More than two years ago, we started writing about the similarity of today's bull market with that of the tech rally of the late 90's (see here). Since then, the similar patterns have continued to replicate, providing confirmation of our thesis that human emotion drives markets and leaves behind "footprints" in the form of repetitive pricing patterns.
In mid-October, we updated the similarities (here) of the price patterns of 2000, and 2018. Part of our conclusion to that piece stated:
...we expect to eventually see another rally (R5) which could result in a double top and, as in 2000, the start of a new bear market.
Six weeks later, let's check-up on how the patterns are developing.
Technical And Sentiment Indicators
The two charts below compare the weekly technical and sentiment profiles of correction 3 (C3), rally 4 (R4), and correction 4 (C4) in both 2000 and 2018. Notice how closely the MACD, RSI, stochastic, and sentiment profiles continue to match following the new highs (pink highlight).
Taking a closer look, notice that in 2000 the C4 correction had two bounces (green dashed-arrows) and that now, in 2018, we seem to be close to completing the second bounce of the pattern as it approaches the 62% Fibonacci retrace of the entire C4 correction (like in 2000). The similarities in the pattern of the VIX, MACD, RSI, and sentiment are impressive. If the pattern continues to replicate, we should see another pullback before the the R5 rally starts.
Notice in the two charts below, how the P/E ratio increases as R4 reaches new highs, then decreases as C4 progresses (black dashed-arrows). The trading pattern continues to replicate with the P/E having dropped like it did in 2000.

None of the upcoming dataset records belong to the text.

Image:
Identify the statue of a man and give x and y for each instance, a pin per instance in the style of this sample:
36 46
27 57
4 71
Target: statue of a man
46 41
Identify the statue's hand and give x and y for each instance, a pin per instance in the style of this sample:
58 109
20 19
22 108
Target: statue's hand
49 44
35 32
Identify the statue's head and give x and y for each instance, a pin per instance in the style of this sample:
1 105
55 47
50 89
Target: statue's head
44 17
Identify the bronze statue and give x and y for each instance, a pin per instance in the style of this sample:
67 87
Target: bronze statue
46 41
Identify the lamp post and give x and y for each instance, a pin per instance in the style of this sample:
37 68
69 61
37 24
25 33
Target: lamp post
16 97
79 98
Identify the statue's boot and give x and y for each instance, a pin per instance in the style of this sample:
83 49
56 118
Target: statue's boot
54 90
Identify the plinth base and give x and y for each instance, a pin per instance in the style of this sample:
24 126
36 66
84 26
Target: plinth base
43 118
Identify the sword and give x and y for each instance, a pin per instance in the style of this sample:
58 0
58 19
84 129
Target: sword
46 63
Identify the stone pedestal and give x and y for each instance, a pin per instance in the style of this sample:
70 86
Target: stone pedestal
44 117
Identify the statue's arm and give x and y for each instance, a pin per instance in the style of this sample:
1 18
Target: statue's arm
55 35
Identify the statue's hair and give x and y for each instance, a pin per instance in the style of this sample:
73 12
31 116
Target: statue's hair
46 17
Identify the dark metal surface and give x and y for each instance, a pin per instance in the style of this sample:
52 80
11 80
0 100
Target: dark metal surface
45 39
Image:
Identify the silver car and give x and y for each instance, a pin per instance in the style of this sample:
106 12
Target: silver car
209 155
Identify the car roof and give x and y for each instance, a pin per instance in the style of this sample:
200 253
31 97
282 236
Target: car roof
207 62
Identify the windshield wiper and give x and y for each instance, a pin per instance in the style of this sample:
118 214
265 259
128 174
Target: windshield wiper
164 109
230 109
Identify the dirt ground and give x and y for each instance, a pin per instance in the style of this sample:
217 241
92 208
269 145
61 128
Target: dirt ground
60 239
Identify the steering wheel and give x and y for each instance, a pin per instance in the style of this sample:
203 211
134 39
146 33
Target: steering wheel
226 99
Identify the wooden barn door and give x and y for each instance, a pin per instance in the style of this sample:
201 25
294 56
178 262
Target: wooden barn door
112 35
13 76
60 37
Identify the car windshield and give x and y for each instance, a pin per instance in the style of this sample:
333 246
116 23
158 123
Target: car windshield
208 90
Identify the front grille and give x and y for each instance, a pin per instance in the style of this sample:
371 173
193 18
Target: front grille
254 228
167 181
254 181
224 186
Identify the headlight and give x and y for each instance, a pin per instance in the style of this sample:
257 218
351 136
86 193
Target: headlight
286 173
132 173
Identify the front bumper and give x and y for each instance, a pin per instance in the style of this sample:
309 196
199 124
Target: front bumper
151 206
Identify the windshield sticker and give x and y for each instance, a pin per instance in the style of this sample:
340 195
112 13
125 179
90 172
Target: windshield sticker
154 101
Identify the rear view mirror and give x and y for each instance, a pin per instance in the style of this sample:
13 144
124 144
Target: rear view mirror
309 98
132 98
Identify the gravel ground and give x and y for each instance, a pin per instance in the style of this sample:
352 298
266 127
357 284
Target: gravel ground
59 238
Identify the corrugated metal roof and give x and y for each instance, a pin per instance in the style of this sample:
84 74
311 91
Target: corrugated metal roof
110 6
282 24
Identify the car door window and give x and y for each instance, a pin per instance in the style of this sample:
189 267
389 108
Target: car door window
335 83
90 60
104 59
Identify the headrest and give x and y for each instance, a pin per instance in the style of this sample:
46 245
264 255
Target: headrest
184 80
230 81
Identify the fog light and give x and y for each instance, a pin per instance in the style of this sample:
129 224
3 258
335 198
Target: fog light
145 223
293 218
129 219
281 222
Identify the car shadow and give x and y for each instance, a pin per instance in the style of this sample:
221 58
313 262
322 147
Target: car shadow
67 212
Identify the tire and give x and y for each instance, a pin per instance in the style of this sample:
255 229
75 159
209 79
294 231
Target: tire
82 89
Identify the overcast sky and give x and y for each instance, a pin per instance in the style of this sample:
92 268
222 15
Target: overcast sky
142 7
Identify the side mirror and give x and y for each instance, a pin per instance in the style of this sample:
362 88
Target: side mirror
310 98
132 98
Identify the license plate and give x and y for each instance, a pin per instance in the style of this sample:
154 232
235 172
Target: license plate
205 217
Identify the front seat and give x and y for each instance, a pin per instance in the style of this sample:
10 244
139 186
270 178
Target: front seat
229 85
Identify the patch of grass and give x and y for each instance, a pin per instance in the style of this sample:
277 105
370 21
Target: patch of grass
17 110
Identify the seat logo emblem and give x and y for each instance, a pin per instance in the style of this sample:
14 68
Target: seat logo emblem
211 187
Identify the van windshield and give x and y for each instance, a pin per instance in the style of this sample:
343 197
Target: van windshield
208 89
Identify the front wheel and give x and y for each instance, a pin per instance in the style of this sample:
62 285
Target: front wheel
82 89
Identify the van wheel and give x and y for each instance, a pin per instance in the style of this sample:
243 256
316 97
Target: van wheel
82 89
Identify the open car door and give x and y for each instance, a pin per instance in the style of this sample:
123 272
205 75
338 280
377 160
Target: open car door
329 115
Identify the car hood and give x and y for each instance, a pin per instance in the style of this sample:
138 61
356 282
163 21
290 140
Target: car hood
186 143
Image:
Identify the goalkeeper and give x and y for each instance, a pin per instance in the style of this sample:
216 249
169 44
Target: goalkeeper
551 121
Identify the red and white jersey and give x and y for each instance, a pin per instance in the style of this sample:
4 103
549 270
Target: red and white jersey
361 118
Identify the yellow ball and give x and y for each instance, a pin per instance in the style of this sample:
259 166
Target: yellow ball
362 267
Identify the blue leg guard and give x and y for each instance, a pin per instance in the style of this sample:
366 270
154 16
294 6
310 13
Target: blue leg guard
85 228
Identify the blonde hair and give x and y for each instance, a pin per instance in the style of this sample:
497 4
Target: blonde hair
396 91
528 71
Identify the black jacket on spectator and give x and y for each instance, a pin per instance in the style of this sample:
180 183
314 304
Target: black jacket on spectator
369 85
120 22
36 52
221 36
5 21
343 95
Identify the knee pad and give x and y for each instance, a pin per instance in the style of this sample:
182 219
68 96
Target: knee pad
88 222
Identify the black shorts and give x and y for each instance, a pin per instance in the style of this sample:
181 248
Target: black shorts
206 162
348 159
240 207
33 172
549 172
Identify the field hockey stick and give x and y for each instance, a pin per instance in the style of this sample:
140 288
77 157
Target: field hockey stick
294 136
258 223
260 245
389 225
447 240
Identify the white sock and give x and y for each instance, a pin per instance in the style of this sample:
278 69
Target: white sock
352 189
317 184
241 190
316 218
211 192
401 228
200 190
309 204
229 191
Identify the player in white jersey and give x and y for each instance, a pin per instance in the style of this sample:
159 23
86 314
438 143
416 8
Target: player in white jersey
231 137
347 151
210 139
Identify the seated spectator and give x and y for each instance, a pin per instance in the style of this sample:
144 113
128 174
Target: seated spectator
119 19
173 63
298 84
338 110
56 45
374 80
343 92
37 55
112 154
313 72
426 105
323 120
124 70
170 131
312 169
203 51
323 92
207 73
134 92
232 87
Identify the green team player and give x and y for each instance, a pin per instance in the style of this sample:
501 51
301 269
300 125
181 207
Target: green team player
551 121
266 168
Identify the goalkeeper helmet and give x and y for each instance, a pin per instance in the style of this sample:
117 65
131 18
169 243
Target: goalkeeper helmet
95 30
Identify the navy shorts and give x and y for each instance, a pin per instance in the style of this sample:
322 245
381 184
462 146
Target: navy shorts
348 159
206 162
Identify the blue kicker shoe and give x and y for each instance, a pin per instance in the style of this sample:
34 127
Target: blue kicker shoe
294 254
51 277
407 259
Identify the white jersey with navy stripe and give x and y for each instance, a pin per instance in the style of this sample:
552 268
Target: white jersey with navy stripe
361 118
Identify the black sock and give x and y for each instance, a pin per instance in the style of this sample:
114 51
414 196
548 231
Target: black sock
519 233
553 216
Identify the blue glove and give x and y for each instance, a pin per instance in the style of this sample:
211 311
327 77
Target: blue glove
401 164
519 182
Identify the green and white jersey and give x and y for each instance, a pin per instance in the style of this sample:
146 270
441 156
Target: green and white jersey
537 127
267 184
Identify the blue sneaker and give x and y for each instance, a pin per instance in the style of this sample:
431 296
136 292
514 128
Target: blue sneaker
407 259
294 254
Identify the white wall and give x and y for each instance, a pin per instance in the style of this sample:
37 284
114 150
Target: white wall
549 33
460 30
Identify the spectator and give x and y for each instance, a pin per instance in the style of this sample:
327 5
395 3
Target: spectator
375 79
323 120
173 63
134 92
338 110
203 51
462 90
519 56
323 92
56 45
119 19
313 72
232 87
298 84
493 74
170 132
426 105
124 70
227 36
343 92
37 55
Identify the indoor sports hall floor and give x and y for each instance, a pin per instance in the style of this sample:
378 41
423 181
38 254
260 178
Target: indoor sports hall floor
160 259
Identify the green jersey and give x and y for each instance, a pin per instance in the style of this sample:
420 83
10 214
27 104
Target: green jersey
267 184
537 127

The dividend yield of the S&P 500 continues to replicate the pattern from 2000. Although the dividend yield is higher now than during the 90s' tech rally--1.9 compared to 1.3 in 2000--the way the yield changes is similar; at the "double bottom," in both time periods, the yield spiked up then generally sloped downward. As C4 starts and progresses, the yield rises then falls again in both markets (purple dashed-arrows).
Most analysts use only P/E or price-to-sales when studying stock market valuation, but these measures do not take interest rates into account. Our preferred measure of valuation for the S&P 500 is Net Yield which we define as the dividend yield minus the 6-month Treasury rate. In both markets, the net yield has steadily decreased forming the same general pattern today as in 2000. The small bump up in the net yield during C4 of 2000 has also developed this time. Any flattening of the Net Yield will be a warning that the bull market is fading.
In conclusion, the patterns from 2000 continue to replicate. We expect one more pullback before the C4 correction completes and the R5 rally gets underway. The timing, however, is impossible to predict since the waves in this bull market have been much longer in duration than those of the tech-bubble making them fractal in nature, which could extend this bull market out from this point for years rather than months like in 2000. We realize that the idea of this bull market lasting another year or more is hard to swallow while we are in a correction, but that is what the historical patterns are saying is likely to happen.